BRIEF DESCRIPTION OF THE DRAWINGS
[0009] For a more complete understanding of the present invention,
and for further objects and advantages thereof, reference is made
to the following description taken in conjunction with the
accompanying drawings in which:
[0010] FIG. 1 is a schematic view of a surgical system including an
automatic gas filling module and an automatic gas filling
consumable according to a preferred embodiment of the present
invention;
[0011] FIG. 2 is a perspective view of a second, preferred
embodiment of the syringe of the automatic gas filling consumable
of FIG. 1;
[0012] FIG. 3 is a cross-sectional view of the syringe of FIG. 2
taken along line 2-2;
[0013] FIG. 4 is a cross-sectional view of the syringe of FIG. 2
taken along line 3-3;
[0014] FIG. 5 is a cross-sectional view of a third, preferred
embodiment of the syringe of the automatic gas filling consumable
of FIG. 1; and
[0015] FIG. 6 is an enlarged, fragmentary view of the stopper of
the syringe of FIG. 5.
DETAILED DESCRIPTION OF THE PREFERRED EMBODIMENTS
[0016] The preferred embodiments of the present invention and their
advantages are best understood by referring to FIGS. 1-6 of the
drawings, like numerals being used for like and corresponding parts
of the various drawings.
[0017] Surgical system 10 generally includes a surgical console 11
and an automatic gas filling consumable 26. Surgical system 10 is
preferably an ophthalmic surgical system.

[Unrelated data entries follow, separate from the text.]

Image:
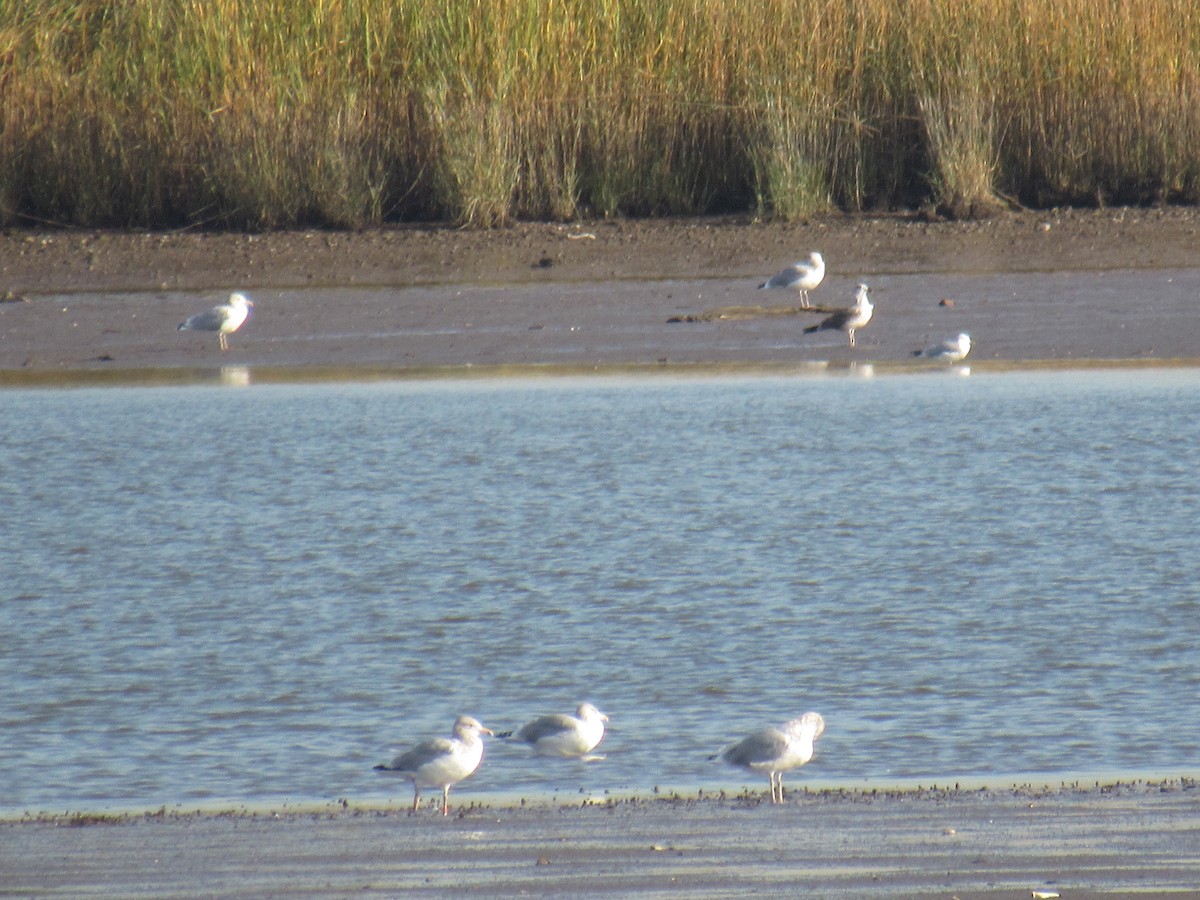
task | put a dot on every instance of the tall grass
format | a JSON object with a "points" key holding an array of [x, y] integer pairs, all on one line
{"points": [[348, 113]]}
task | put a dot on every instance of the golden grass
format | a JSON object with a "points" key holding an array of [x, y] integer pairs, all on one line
{"points": [[348, 113]]}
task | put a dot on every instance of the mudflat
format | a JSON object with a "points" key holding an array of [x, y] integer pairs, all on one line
{"points": [[1071, 841], [1078, 287], [1066, 286]]}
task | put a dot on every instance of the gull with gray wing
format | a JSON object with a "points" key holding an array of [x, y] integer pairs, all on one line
{"points": [[442, 762], [777, 750]]}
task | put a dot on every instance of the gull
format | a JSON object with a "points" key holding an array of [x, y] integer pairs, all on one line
{"points": [[775, 750], [849, 319], [568, 736], [441, 762], [223, 319], [949, 351], [801, 277]]}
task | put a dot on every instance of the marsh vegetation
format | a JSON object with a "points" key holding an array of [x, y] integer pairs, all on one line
{"points": [[349, 113]]}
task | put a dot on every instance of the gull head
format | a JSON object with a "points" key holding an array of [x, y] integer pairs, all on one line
{"points": [[467, 727], [589, 713]]}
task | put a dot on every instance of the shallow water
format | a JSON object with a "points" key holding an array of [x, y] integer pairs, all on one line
{"points": [[219, 595]]}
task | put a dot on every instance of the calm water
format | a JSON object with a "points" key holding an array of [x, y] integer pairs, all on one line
{"points": [[220, 594]]}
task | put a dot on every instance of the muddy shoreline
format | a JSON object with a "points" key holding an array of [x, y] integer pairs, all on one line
{"points": [[595, 294], [1071, 840]]}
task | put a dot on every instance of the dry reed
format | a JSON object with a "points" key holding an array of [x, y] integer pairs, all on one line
{"points": [[349, 113]]}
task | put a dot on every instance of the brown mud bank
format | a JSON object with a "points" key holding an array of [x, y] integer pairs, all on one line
{"points": [[1108, 285], [1068, 840]]}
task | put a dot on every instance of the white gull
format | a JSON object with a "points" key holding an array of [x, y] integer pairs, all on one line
{"points": [[441, 762], [568, 736], [949, 351], [223, 319], [849, 319], [802, 277], [775, 750]]}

[0018] Surgical console 11 preferably includes a pressurized gas
bottle 12 having an integral valve 16 and regulator 20, a
pressurized gas bottle 14 having an integral valve 18 and regulator
22, an automatic gas filling module 24 having an automatic gas
filling port 34, a microprocessor 98 electrically coupled to
automatic gas filling module 24 via an interface 99, a graphical
user interface 100 electrically coupled to microprocessor 98 via
interface 101, and a pressurized air line 102 capable of providing
pressurized air in a proportional manner. Pressurized gas bottle 12
preferably holds a first retinal tamponading gas such as, by way of
example, C.sub.3F.sub.8. Pressurized gas bottle 14 preferably holds
a second retinal tamponading gas such as, by way of example,
SF.sub.6. Gas bottles 12 and 14, valves 16 and 18, and regulators
20 and 22 are fluidly coupled with automatic gas filling module 24
via connection points 30 and 32. Likewise, automatic gas filling
module 24 is fluidly coupled with automatic gas filling consumable
26 via automatic gas filling port 34.
[0019] Automatic gas filling module 24 preferably includes shutoff
valves 50 and 52, each of which is fluidly coupled with a regulator
54. Regulator 54 is fluidly coupled to timing valve 56. A pair of
pressure transducers 60 and 62 are positioned on either side of
regulator 54 to monitor gas pressure and flow. Pressurized air line
102 is fluidly coupled to automatic gas filling module 24 via
connection point 66, and is also fluidly coupled with timing valve
56 via a gas line 64. A gas line 68 fluidly couples timing valve 56
and automatic gas filling port 34. A gas line 65 fluidly couples
gas line 64 and automatic gas filling port 34 via timing valve
56.
[0020] Automatic gas filling consumable 26 preferably includes a
check valve 80 fluidly coupled to automatic gas filling port 34 via
gas line 68. A relief valve 82 is fluidly coupled with gas line 68
via a gas line 90. Gas line 68 also fluidly couples filter 84, stop
cock 86, filter 88, and a distal end or opening 89 of a syringe
104. Pressurized air line 102 is fluidly coupled to an end cap 108
of syringe 104 via gas lines 64 and 65.
[0021] Gas bottles 12 and 14 are installed in console 11 with
valves 16 and 18 open, and with regulators 20 and 22 pre-set.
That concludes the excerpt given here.